Description
Ericka Walker: A Visiting Artist in her own Home
Almost 50 years since its inception, NSCAD’s Anna Leonowens Gallery Systems with NSCAD University has revived the renowned Lithography Workshop which, during its heyday, hosted predominantly male, American, conceptual artists. One of the artists on the new roster is Ericka Walker, an Associate Professor at NSCAD who teaches in the printmaking department. As a practicing artist she has published with Jack Lemon, who was one of the original NSCAD Lithography Workshop master printers, and she acts as something of a conduit between the two eras.
Being mindful of her roots in the American Midwest, Walker refers to the printers of the original Lithography Workshop as “good old boys from my turf, from my part of the world.” She hopes that her work reaches a blue-collar audience with a background like hers, in order to chip away at settler entitlement in rural communities.

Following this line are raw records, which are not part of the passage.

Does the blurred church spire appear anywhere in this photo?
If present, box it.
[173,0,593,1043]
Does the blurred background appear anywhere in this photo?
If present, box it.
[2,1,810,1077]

Walker references historical propaganda posters to communicate subtle messages in bold typefaces. Her line work is meticulously rendered, and her technical style of drawing borders on hyper-realism. With the support of Tamarind-certified master printer Jill Graham, Walker used her time at the Lithography Workshop to experiment with delicate washes and tonal passages that were out of her wheelhouse. The result, From Time to Time, directly references a Canadian Pacific Railway poster which encourages settlers to pursue colonial expansion. Walker’s print shows a rugged settler rolling up one sleeve, and a Kaplan turbine; the same heavy machinery used in invasive hydro dams Site C (Treaty 8 Territory) and Muskrat Falls (Nunatsiavut), which are slated to cause significant environmental damage and violate treaty rights. The two figures merge in layers of hand-drawn lines, graphic shadows, and halftone dot patterns similar to those used in comic books. Walker borrows the text from the original poster (“The Bureau of Canadian Information Dept. of Colonization and Development”) and adds a citation used in many treaties (“may be required or taken up from time to time”). The name of the federal department exposes the reality that resource extraction in the name of innovation is simply a thinly veiled colonial project. Walker cites historical documents that undermine themselves, revealing their own imperialist mandates in their fine print.
— Amanda Shore
Ericka Walker’s practice operates within vernacular histories of the graphic arts, in an effort to subvert the propaganda function of nostalgia in contemporary culture. Her print works and site-specific murals actively dispute the civilizing influence of nation-building in North America, past and present. Walker exhibits widely throughout North America and internationally. Her prints are housed in multiple public and private collections, and have been selected for numerous awards. She lives and works at the head of St. Margret’s Bay in Nova Scotia. Recent barn mural works can be found near Wolfville, NS in conjunction with the Uncommon Common Art festival.